| Observability
| 可观测性
Observability provides deep visibility into modern distributed applications for faster, automated problem identification and resolution.
可观测性提供对现代分布式应用系统的深入可见性,以便更快且自动化地识别和解决问题。
01
What is observability?
什么是可观测性?
In general, observability is the extent to which you can understand the internal state or condition of a complex system based only on knowledge of its external outputs. The more observable a system, the more quickly and accurately you can navigate from an identified performance problem to its root cause, without additional testing or coding.
一般来说,可观测性是指仅通过复杂系统的外部输出就可了解其内部状态的能力。
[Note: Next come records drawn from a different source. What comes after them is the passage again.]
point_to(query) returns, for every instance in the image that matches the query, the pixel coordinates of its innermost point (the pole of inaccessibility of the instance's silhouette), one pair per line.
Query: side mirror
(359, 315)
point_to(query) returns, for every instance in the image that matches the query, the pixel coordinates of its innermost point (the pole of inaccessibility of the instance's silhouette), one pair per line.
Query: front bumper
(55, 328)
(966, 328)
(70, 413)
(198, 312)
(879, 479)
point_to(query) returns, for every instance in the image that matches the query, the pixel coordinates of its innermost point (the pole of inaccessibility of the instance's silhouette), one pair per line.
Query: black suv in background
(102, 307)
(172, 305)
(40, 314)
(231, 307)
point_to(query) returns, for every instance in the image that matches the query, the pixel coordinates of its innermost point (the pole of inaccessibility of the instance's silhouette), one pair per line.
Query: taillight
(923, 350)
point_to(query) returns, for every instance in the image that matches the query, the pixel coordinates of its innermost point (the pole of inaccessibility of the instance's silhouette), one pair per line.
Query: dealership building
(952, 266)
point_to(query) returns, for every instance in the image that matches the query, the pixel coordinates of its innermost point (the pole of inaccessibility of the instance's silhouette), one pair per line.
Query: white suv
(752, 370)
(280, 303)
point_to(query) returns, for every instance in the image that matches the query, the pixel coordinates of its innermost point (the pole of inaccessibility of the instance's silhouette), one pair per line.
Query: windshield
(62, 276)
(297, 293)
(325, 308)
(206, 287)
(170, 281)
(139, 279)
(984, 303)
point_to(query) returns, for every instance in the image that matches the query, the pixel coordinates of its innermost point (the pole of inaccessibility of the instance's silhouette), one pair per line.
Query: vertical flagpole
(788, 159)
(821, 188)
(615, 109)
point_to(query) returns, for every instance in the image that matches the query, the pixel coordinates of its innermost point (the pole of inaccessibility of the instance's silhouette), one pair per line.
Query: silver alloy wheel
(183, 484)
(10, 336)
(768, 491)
系统越可观测,您就可以越快速准确地定位性能问题的其根本原因,且无需额外的测试或编码。
In cloud computing, observability also refers to software tools and practices for aggregating, correlating and analyzing a steady stream of performance data from a distributed application and the hardware it runs on, in order to more effectively monitor, troubleshoot and debug the application to meet customer experience expectations, service level agreements (SLAs) and other business requirements.
在云计算中,可观测性还指对分布式应用系统及支撑其运行的基础设施的数据进行聚合、关联和分析的软件工具和实践,以便对应用系统进行更有效地监控、故障排除和调试,从而实现客户体验优化、服务水平协议 (SLA) 和其他业务目标。
A relatively new IT topic, observability is often mischaracterized as an overhyped buzzword, or a 'rebranding' of system monitoring in general and application performance monitoring (APM) in particular. In fact, observability is a natural evolution of APM data collection methods that better addresses the increasingly rapid, distributed and dynamic nature of cloud-native application deployments. Observability doesn’t replace monitoring – it enables better monitoring, and better APM.
(The term 'observability' comes from control theory, an area of engineering concerned with automating control a dynamic system - e.g., the flow of water through a pipe, or the speed of an automobile over inclines and declines - based on feedback from the system.)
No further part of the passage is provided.